A pupa which gave rise to flies


  A caterpillar of Red Admiral (Vanessa atalanta) was found on Nettle (Urtica dioica) on the 27th of August, 2009 (Franche-Comté, France). As usual in this species it had built an harbor with leaves and silk.
The larva had already reached the last instar and was picked up in order to be reared at home ; it was set up outside in a special cage for insects and fed with Nettle.
On the 31st of August, the caterpillar pupated and nothing indicated that something was going wrong inside it. I really had high hopes that a magnificent butterfly would emerge from the chrysalis...
On the 16th of September, all my hopes collapsed when checking the chrysalis... A great hole was seen in its tegument and five small black pupae were on the floor below. Some aliens had been eating my butterfly pupa from the inside ! In fact some maggots of a fly species had been growing inside their host then got out of it.
The butterfly chrysalis probably died several days after its pupation given the size of the parasites.
The size of the pupae was diverse, and their lenght ranged from 4mm to 9mm. 
 
Between the 21st and the 24th of September,  flies got out of the pupae. Dr Hans-Peter Tschorsnig from the Staatliches Museum für Naturkunde (Stuttgart, Germany) kindly helped me identify this Tachinid fly : Sturmia bella (Tachinidae). Its red eyes, strong hairs on the abdomen with orange markings are typical of this widespread species.

The life-cycle of Sturmia bella is really stunning : the female lays in nature thousands of tiny eggs on leaves of various foodplants. Most of these eggs will not generate anything except those which will be unintentionally swallowed by a caterpillar eating the leaf...
When swallowed, the eggs hatch within the caterpillar giving some tiny larvae that migrate to non-vital body tissues of the host (such as fat).
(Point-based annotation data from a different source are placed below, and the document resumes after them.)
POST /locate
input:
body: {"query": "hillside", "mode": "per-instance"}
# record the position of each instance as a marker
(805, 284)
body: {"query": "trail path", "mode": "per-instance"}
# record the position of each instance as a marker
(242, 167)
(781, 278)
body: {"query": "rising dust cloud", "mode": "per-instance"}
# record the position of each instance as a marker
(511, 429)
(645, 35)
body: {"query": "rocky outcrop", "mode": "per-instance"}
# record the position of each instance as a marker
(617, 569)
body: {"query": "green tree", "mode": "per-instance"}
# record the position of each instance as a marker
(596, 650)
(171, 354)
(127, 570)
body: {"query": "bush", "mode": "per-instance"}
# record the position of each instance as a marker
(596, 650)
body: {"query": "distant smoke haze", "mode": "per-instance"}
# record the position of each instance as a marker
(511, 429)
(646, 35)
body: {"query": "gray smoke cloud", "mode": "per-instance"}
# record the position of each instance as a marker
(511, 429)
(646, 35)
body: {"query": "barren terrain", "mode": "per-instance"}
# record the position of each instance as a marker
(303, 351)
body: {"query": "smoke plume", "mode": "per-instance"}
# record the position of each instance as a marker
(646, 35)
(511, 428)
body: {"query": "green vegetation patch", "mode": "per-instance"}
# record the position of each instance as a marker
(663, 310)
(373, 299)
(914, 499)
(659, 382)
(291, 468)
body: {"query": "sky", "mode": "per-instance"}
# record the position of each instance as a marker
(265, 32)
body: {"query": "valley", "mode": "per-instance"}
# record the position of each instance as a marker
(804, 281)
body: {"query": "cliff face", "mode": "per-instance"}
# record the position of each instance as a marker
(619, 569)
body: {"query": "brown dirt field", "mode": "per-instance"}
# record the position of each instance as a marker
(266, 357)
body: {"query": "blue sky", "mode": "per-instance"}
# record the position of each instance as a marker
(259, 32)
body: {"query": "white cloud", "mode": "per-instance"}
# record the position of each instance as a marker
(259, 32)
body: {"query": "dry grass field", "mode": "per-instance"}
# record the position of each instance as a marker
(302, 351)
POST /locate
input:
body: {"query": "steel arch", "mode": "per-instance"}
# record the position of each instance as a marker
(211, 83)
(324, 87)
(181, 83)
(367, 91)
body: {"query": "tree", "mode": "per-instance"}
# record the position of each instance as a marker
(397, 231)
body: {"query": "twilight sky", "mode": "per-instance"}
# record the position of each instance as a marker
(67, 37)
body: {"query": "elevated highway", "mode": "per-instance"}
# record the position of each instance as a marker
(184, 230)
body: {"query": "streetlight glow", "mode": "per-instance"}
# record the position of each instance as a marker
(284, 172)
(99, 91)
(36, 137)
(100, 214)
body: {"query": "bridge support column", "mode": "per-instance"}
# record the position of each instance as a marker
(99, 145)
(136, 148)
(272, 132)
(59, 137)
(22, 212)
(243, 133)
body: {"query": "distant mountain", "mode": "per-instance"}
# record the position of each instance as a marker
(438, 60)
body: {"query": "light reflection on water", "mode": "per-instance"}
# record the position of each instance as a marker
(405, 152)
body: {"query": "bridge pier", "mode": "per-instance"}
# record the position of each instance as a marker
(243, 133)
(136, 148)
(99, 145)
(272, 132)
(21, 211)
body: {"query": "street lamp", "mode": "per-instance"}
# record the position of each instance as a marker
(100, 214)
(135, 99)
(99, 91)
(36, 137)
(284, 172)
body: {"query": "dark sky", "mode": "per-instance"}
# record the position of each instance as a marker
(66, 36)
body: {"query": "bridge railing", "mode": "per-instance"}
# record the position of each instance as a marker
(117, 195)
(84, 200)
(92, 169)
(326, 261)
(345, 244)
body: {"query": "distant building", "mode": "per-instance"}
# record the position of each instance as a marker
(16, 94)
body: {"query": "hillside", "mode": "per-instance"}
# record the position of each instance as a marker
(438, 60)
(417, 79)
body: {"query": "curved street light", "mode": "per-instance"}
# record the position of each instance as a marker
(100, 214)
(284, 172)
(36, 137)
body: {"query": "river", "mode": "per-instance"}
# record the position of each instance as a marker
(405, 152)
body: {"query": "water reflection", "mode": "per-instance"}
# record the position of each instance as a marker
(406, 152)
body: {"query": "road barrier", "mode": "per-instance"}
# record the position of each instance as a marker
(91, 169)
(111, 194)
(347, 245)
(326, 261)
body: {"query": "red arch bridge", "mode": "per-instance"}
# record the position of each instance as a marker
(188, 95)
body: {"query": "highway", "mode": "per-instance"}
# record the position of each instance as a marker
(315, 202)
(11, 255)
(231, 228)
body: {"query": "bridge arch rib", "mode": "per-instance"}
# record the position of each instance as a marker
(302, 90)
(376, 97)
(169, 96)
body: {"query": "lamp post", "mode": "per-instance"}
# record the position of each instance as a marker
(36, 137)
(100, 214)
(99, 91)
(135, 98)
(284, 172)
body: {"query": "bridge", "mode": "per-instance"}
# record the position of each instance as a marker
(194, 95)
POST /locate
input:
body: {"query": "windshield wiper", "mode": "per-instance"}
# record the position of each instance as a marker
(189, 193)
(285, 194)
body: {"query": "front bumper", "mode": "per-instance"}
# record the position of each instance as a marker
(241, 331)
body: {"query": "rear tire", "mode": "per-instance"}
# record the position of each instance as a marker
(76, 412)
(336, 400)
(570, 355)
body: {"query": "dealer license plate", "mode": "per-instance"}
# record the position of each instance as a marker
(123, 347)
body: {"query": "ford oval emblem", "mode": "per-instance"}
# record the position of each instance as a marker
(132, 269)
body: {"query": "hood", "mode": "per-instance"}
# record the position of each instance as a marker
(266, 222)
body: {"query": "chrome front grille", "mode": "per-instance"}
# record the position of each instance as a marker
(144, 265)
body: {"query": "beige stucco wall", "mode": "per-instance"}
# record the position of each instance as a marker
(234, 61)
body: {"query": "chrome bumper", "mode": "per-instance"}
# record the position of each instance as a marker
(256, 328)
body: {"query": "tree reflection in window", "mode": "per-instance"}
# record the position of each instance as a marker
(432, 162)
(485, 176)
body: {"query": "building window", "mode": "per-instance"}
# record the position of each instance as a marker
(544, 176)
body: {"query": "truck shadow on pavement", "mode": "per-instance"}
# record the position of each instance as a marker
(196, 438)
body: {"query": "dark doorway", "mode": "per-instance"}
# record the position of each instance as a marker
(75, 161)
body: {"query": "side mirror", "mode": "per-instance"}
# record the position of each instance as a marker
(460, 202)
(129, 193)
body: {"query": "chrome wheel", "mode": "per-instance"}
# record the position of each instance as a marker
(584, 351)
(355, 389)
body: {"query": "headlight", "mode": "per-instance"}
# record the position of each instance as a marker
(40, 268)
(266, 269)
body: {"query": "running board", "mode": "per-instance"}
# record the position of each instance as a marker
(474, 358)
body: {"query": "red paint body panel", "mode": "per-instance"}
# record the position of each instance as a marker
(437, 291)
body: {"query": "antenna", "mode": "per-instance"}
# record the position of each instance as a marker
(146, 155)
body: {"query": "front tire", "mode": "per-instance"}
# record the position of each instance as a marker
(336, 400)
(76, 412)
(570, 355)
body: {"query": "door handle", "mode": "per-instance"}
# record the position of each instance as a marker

These small maggots manage to resist to the immune system of the host and do not get killed; the parasites even do not prevent the caterpillar from living, eating, having its natural behavior, pupating... No deadly damage caused to the host until the end of the parasite growing, then the host gets killed anyway. This is a very sophisticated kind of host-parasite relationship.
Sturmia bella is not host-specific to a butterfly, but is the main parasite for butterflies of genus Inachis, Aglais, Vanessa... and many other butterfly species in nature.